Maxine Waters Complains that Obama Unfairly Singled Out the CBC as…Complainers

"We're certainly not complaining."

By most reports and attendee reaction, President Barack Obama's speech at the Congressional Black Caucus (CBC) gala Saturday night was a thunderous success with the base. Cynthia Gordy, blogger for the African-American news and commentary website The Root, writes:

"When speaking before black audiences, President Obama tends to be more charismatic in his delivery. He just plays the room differently -- gripping and galvanizing, with a preacherlike cadence that can sometimes rise to a holler at points of emphasis."

Rep. James Clyburn told POLITICO that he was pleasantly surprised to hear Obama confront the dissent among African-Americans and talk frankly about how difficult the road ahead to a second term will be. Rep. John Conyers, who has at times been one of the President's biggest African-American critics, was satisfied that the President called out his opponents, and said of Obama:

“'He realizes the people who oppose him are beyond compromise or negotiation,' the congressman said. 'We’re gonna have to take the case to the people and not just debate it between the Republican House' and the White House.

'He hasn’t lost support but he has to stimulate his base. That’s how you do it,' he said. 'You don’t stimulate the base by talking inside the beltway politics.'”

Obama's divisive and aggressive speech didn't satisfy everyone, though. CBC member and outspoken critic of the Tea Party Rep. Maxine Waters expressed Monday that she is confused by the President's call for the CBC to stop complaining.

Waters said on CBS's "Early Show" Monday that she feels Obama unfairly singled out black leaders by characterizing them as complainers. The particular phrase that Waters did not appreciate was when the President told the crowd to "Shake it off. Stop complaining, stop grumbling, stop crying," and instead "march with me and press on."
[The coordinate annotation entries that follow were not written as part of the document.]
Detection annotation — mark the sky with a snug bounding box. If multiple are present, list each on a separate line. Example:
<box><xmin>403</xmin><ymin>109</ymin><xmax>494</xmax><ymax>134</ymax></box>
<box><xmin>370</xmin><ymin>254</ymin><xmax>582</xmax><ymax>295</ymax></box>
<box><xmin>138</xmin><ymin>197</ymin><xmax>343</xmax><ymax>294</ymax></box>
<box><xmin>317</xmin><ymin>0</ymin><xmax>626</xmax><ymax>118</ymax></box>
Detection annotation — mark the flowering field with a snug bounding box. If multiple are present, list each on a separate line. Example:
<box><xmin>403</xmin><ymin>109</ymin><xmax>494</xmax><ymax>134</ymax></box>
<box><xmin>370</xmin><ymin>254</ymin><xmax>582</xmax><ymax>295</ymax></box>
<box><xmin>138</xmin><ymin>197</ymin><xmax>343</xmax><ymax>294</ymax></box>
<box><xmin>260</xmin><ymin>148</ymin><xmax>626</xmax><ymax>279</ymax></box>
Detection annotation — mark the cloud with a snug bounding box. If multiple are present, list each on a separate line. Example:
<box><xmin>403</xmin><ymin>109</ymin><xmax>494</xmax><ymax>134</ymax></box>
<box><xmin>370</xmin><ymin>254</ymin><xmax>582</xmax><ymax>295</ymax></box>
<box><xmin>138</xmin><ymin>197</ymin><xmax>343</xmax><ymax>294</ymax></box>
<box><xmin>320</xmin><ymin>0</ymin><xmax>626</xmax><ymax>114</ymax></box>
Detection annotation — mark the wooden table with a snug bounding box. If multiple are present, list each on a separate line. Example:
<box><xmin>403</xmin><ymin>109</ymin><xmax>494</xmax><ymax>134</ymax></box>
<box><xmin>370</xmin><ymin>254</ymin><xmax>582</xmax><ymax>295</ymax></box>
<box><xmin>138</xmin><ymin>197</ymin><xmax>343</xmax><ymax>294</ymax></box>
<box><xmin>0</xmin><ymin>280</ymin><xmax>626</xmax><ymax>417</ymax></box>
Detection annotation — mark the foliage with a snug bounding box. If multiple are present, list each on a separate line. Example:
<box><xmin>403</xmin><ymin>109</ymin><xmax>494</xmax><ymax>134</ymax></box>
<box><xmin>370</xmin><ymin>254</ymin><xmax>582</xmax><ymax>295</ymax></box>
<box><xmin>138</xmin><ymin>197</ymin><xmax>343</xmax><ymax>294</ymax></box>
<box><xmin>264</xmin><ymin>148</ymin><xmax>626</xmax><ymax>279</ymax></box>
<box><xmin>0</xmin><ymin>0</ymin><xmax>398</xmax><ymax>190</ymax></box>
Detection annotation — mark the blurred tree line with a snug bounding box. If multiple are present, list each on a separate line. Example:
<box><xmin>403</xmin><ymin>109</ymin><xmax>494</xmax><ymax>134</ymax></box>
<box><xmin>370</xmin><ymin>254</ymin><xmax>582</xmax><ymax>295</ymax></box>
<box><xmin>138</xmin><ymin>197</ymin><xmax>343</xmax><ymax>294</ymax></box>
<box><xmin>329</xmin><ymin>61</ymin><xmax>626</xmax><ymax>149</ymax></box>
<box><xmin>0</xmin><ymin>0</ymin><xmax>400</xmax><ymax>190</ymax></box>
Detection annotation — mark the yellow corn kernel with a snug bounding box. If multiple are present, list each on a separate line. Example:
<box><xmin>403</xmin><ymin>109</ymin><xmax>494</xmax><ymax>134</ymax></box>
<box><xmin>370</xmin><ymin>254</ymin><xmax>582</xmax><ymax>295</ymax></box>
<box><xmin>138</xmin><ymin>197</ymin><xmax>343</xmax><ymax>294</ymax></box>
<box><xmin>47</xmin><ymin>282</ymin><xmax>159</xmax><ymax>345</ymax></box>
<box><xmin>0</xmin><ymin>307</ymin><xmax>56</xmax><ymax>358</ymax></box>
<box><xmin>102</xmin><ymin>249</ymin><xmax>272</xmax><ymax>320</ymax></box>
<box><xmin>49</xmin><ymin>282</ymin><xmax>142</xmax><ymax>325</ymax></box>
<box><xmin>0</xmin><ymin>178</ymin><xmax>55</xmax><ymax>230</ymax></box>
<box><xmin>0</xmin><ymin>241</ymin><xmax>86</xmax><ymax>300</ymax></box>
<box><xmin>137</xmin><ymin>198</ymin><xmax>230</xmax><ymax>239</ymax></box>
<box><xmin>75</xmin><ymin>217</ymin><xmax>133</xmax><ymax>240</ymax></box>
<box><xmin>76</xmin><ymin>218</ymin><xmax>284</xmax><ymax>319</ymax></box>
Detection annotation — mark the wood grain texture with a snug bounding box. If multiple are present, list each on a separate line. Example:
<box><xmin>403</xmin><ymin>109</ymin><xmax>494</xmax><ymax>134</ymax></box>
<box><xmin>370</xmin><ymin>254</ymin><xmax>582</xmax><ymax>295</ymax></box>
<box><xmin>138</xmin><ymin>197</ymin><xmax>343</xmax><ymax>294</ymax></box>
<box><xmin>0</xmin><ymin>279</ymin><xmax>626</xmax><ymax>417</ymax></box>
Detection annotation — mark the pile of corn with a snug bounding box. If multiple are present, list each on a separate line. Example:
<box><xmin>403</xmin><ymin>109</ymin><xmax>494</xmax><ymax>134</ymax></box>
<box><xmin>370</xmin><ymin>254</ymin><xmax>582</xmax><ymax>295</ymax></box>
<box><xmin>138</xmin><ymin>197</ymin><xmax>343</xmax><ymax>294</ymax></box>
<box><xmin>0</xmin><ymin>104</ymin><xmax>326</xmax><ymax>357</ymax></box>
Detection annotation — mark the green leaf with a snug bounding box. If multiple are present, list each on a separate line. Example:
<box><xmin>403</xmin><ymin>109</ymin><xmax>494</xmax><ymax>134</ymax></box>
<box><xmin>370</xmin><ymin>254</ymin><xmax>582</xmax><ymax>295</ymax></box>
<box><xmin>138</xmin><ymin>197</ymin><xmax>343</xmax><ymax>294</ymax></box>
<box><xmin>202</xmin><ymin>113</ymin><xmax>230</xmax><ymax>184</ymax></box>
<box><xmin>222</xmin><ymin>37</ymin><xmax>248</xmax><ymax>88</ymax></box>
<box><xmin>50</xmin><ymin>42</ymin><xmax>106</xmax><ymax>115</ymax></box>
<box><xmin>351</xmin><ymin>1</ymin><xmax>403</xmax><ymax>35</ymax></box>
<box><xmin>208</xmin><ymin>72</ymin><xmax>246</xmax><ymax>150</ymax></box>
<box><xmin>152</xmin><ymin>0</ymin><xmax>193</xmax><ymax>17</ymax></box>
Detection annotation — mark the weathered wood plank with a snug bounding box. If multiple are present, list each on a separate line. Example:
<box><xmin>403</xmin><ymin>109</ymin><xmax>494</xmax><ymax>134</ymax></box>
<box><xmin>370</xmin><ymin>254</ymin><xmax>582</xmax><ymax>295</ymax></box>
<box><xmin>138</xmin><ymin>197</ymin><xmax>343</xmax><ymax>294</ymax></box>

"I'm not sure who exactly the president was talking to," said Waters Monday. "We're certainly not complaining. We support him and we're protecting that base, because we want people to be enthusiastic about him when that election rolls around."

That said, Waters made her own observations that Obama has handled other minority groups differently than the CBC, and suggested that perhaps he should tell them to stop complaining.

"I found that language a bit curious because the president spoke to the Hispanic Caucus, and certainly they're pushing him on immigration... he certainly didn't tell them to stop complaining," she told CBS. "And he would never say that to the gay and lesbian community, who really pushed him on Don't Ask, Don't Tell:"

In an interview with CNN later Monday morning, Waters clarified that she did not take Obama's words as an attack. Rather, Waters thinks Obama did not mean what he said in regards to the "stop grumbling" remarks, and asserted that the CBC thinks the President "just got off script."

While Waters said that she has not been complaining, she did suggest in August at Detroit's Wayne County Community College that members of the CBC don't pressure Obama enough.

"The Congressional Black Caucus loves the president, too," CBS reported she went on to say. "We're supportive of the president, but we're getting tired. We're getting tired. And so, what we want to do is, we want to give the president every opportunity to show what he can do and what he's prepared to lead on. We want to give him every opportunity, but our people are hurting. The unemployment is unconscionable. We don't know what the strategy is. We don't know why on this trip that he's in the United States now, he's not in any black community. We don't know that."

Waters has been elected ten times to represent California's 35th Congressional District, composed of a large part of south-central Los Angeles, and has been consistently ranked as one of the most corrupt members of congress.